Elle se sentit un peu mieux. Elle avait repris le commandement des opérations.

Ils passèrent devant un hangar à bateaux vide, puis un parking sur lequel des embarcations tirées au sec attendaient l'arrivée du printemps, recouvertes de bâches et de housses en plastique. Puis ils pénétrèrent à nouveau dans la forêt et, au bout d'environ un kilomètre, le paysage s'ouvrit en direction de l'eau, sur leur gauche. À l'ouest, le soleil était en train de disparaître et coloriait le ciel en rose.

- C'est à la ferme que vous allez?

Le chauffeur désigna de la tête un groupe de maisons. Sibylla regarda Patrik qui, lui, observait le paysage par la fenêtre. Il était clair qu'il n'avait pas l'intention de lui apporter la moindre aide. Elle se pencha vers le conducteur du taxi.

- Je ne sais pas exactement. Nous allons voir Gunvor Strömberg. Il paraît qu'elle a une maison de campagne ici.

- Je ne sais pas, moi, maugréa-t-il. Vous n'avez pas d'adresse plus précise?

Il franchit lentement les piliers d'entrée d'une propriété et, après un brusque virage vers la droite, une petite maison rouge apparut. Le compteur affichait 260 couronnes.

Sibylla avala sa salive et préleva un nouveau billet sur sa réserve. Patrik l'observait du coin de l'œil, mais elle ne croisa pas son regard.

- Arrêtez-vous ici.

Le chauffeur se rangea de son mieux et ils descendirent de voiture. Il la laissa prendre elle-même son sac à dos dans le coffre.
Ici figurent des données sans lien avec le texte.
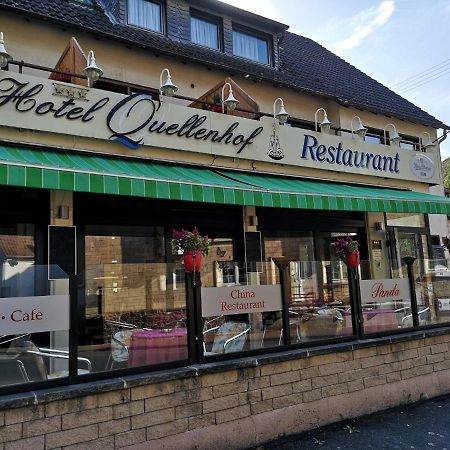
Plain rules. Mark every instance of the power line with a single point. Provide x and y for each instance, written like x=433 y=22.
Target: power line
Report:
x=424 y=77
x=423 y=73
x=410 y=88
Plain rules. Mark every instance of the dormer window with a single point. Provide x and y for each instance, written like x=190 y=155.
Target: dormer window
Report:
x=205 y=31
x=145 y=14
x=251 y=46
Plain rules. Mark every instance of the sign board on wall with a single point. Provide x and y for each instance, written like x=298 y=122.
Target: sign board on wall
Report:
x=137 y=120
x=225 y=301
x=385 y=290
x=444 y=304
x=34 y=314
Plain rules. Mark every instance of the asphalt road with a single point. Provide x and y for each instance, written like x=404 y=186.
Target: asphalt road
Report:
x=419 y=426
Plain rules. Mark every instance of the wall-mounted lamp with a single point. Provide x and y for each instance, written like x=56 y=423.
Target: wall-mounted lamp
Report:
x=427 y=144
x=231 y=103
x=62 y=212
x=325 y=125
x=282 y=115
x=379 y=226
x=167 y=88
x=92 y=72
x=361 y=130
x=394 y=137
x=5 y=57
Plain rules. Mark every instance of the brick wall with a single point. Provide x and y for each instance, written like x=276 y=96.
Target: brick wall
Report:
x=251 y=401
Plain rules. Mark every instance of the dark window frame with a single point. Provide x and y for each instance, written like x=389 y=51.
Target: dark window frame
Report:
x=163 y=16
x=257 y=34
x=206 y=17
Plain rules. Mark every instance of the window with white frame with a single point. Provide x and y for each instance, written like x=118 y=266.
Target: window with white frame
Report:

Elle n'avait pas cru bon de laisser de pourboire.

La voiture alla faire demi-tour un peu plus loin. Quand elle disparut derrière le virage, Sibylla s'avisa qu'ils n'avaient rien prévu pour le retour. Elle poussa un soupir, hissa le sac sur ses épaules et se retourna. Devant eux se trouvait une barrière, assez large pour laisser passer une voiture, et l'une des bornes portait une boîte aux lettres verte en métal.

Strömberg.

Elle se retourna et regarda Patrik.

- C'est là. Au bord de l'eau.

- Ahah, fit-il.

- Tu vas continuer longtemps à me faire la tête?
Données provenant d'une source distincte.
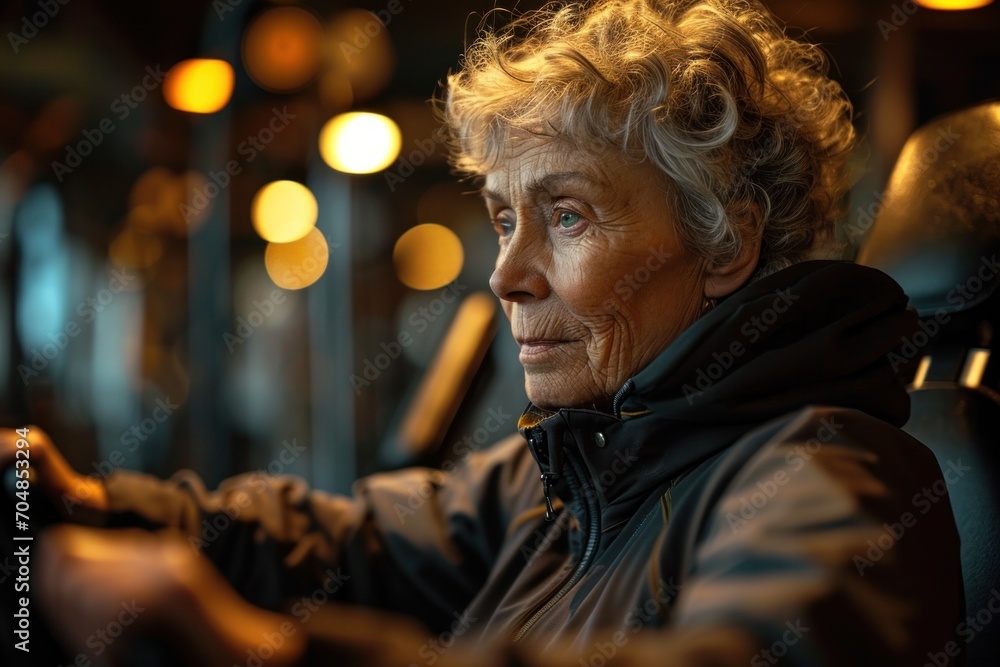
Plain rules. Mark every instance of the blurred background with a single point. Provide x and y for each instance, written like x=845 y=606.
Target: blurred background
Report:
x=230 y=240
Il ne répondit pas mais avança vers elle.

Une fois la barrière franchie, l'allée descendait et, au bout de quelques mètres, ils virent le toit et l'arrière d'une maison. Ils en étaient séparés par un gros buisson, dont ils durent faire le tour. Sibylla marchait en tête et Patrik derrière. Une fois le buisson contourné, ils se retrouvèrent au bord de l'eau. Devant eux, un ponton s'avançait dans l'eau.

La vue était magnifique. Comment pouvait-on être assassiné dans un endroit pareil?

- Vous désirez?

Sibylla se retourna rapidement et vit une femme, un peu au-dessus d'eux, sous le balcon de la maison dont ils avaient vu l'arrière.